China’s future role on the global stage hinges upon a mixture of strengths and weaknesses. Beijing’s meteoric rise in economic terms has been coupled by increasing military expenditures and a more assertive foreign policy stance. But the country is also facing a potential backlash, exemplified by protests in Hong Kong, while it remains to be seen whether (and how) the governance of the coronavirus outbreak will affect China’s image abroad.
With an introduction by Paolo Magri, this wide-ranging and interesting report sets out to explore some of the key aspects of China’s regional and global foreign policy in seven separately-authored chapters.
The Report analyses the core tenets that motivate and shape China’s preferences, ideals, and actions, and explores how they interact with its partners, allies, and rivals.

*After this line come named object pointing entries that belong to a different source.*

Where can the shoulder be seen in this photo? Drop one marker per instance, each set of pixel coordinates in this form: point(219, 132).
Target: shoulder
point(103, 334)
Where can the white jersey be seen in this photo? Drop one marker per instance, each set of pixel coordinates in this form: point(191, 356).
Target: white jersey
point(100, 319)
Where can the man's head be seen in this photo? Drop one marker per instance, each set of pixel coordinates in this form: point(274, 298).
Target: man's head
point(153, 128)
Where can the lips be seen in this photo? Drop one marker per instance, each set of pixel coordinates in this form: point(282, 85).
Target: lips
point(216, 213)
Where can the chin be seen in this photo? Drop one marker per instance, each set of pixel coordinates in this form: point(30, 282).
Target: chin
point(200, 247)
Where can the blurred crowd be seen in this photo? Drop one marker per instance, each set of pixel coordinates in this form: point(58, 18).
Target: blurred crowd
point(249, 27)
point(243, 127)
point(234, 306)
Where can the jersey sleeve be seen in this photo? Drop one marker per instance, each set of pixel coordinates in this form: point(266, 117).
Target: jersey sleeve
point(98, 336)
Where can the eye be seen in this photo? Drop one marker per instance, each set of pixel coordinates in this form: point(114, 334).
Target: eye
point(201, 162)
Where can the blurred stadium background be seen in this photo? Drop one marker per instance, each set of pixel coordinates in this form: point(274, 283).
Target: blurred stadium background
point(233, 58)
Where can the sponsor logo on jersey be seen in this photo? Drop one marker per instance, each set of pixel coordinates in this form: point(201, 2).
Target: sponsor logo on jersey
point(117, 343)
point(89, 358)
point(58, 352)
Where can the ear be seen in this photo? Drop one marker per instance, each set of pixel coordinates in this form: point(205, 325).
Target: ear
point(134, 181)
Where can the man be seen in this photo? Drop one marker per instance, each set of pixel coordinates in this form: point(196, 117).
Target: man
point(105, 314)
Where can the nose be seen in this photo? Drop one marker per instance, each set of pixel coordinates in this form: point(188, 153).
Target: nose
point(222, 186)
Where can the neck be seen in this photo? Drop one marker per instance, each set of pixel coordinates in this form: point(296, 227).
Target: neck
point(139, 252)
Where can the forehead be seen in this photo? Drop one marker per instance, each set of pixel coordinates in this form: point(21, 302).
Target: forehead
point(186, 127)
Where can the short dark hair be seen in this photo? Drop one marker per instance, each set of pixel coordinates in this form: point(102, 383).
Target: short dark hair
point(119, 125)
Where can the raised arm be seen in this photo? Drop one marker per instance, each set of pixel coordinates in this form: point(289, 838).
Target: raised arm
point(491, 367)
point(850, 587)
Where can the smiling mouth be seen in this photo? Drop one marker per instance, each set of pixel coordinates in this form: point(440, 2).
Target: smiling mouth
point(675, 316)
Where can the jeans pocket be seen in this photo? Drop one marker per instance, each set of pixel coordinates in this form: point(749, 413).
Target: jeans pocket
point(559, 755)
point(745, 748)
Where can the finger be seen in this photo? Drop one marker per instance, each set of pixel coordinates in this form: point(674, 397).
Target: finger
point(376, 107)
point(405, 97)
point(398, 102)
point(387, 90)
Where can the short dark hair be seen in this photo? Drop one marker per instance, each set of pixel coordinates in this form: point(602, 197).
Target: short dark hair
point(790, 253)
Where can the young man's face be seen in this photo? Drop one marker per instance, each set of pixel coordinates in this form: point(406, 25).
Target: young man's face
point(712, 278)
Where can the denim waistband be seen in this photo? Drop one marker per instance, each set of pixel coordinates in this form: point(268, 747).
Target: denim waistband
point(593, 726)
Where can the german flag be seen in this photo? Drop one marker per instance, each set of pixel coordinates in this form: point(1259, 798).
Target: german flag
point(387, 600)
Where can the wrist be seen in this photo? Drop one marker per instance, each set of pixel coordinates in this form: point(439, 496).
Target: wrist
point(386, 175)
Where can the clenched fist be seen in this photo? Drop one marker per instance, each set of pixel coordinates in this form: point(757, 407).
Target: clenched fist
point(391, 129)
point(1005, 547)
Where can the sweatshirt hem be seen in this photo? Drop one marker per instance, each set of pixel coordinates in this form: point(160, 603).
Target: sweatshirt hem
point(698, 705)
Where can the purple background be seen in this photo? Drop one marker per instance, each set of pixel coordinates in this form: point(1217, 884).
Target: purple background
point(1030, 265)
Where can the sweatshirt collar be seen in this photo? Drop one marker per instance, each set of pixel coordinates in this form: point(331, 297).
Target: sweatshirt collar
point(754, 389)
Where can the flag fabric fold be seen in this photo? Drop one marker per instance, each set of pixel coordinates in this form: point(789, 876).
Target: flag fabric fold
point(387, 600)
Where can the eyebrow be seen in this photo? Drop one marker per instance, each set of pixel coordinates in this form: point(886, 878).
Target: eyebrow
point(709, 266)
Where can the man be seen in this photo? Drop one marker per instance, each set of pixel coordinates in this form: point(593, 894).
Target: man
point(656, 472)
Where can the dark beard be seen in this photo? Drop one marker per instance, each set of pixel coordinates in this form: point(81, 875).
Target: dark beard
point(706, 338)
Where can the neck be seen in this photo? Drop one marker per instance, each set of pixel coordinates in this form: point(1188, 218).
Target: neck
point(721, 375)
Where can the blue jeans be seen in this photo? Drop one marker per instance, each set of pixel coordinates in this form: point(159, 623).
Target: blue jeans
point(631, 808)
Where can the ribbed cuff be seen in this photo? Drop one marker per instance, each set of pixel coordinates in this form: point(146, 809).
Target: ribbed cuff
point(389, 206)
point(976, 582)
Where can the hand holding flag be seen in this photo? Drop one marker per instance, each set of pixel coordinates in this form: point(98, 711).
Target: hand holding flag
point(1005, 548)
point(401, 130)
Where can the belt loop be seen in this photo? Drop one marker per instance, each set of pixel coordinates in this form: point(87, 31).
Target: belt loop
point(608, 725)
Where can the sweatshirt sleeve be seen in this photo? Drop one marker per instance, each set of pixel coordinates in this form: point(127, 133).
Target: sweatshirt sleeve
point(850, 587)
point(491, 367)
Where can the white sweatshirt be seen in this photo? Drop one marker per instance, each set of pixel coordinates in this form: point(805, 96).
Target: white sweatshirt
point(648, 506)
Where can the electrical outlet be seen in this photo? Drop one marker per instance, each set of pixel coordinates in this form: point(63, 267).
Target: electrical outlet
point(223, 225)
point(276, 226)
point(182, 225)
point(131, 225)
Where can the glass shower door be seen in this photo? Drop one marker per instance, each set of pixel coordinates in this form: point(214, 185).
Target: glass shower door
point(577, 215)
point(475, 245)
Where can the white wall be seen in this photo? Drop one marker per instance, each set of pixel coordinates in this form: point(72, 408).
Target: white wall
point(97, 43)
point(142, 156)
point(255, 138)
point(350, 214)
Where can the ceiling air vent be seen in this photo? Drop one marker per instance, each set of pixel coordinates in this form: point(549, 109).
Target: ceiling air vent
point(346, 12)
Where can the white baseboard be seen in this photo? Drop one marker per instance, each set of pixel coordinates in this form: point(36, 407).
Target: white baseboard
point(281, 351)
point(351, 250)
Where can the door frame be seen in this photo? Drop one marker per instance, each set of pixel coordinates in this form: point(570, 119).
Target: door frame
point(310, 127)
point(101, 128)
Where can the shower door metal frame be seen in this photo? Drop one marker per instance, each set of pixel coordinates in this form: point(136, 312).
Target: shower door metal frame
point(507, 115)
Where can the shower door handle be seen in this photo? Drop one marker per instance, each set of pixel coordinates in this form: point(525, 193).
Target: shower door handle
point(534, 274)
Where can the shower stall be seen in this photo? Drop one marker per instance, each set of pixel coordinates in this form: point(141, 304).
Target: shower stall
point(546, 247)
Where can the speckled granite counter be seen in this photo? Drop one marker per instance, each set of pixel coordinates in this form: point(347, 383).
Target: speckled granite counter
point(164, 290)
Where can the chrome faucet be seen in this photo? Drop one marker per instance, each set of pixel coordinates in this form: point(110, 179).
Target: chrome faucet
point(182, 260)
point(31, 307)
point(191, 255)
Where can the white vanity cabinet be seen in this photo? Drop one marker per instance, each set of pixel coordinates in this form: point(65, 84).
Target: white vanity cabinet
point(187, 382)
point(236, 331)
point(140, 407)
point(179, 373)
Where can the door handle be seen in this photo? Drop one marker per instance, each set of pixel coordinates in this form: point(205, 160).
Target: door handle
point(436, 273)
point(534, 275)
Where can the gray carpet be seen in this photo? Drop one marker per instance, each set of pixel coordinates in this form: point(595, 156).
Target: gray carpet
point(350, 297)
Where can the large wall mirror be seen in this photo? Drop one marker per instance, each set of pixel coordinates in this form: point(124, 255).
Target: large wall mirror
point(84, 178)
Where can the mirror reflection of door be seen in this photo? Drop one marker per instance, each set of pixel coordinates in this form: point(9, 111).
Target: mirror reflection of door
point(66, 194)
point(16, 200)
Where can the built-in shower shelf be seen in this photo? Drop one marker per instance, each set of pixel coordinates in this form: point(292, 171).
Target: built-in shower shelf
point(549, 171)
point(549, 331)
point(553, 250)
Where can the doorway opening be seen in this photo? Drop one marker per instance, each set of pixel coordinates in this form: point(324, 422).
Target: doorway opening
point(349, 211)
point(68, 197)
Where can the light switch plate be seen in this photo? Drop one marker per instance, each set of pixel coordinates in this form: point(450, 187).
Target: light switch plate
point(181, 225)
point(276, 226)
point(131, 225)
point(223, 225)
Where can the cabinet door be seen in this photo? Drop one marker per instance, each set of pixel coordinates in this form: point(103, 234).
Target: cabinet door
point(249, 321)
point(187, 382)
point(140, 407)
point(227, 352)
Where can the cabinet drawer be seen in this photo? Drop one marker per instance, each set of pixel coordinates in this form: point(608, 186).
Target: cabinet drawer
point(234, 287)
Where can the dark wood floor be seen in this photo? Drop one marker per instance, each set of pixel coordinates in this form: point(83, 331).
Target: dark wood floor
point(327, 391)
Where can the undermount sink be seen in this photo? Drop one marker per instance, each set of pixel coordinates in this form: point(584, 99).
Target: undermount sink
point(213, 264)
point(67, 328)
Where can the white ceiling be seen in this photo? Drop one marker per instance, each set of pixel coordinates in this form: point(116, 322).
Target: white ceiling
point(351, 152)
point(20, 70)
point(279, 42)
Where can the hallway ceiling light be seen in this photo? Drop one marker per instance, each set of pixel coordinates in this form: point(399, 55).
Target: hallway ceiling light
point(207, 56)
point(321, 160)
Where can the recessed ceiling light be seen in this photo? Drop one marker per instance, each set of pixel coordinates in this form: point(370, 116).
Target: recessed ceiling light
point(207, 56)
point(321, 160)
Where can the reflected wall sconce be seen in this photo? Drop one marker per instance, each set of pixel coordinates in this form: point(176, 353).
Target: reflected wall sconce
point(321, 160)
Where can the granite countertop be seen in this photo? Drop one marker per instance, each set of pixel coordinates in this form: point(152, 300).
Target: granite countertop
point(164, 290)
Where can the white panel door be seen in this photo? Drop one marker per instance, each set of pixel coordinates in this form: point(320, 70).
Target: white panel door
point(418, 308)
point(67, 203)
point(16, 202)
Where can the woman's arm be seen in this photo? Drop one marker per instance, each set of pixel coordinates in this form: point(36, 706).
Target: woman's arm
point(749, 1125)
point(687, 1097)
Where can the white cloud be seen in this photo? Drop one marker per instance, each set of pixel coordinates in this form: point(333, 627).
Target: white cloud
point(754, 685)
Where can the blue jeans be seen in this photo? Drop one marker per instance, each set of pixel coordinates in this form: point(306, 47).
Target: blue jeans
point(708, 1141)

An interesting chapter by The University of Tokyo’s Shin Kawashima, co-author of Japan-China relations in the modern era (2017), usefully sheds light on Chairman Xi’s conceptualisation of a global international order. “From China’s perspective, the current international order is biased towards the US’s preferences and favours US and Western interests. Beijing has now come to the point of formulating and proposing a number of alternatives to Western principles. At the same time, China does not completely oppose the UN or the principles of international law, instead endorsing or dismissing them as it suits its interests, in a pragmatic or – some might argue – exploitative fashion.”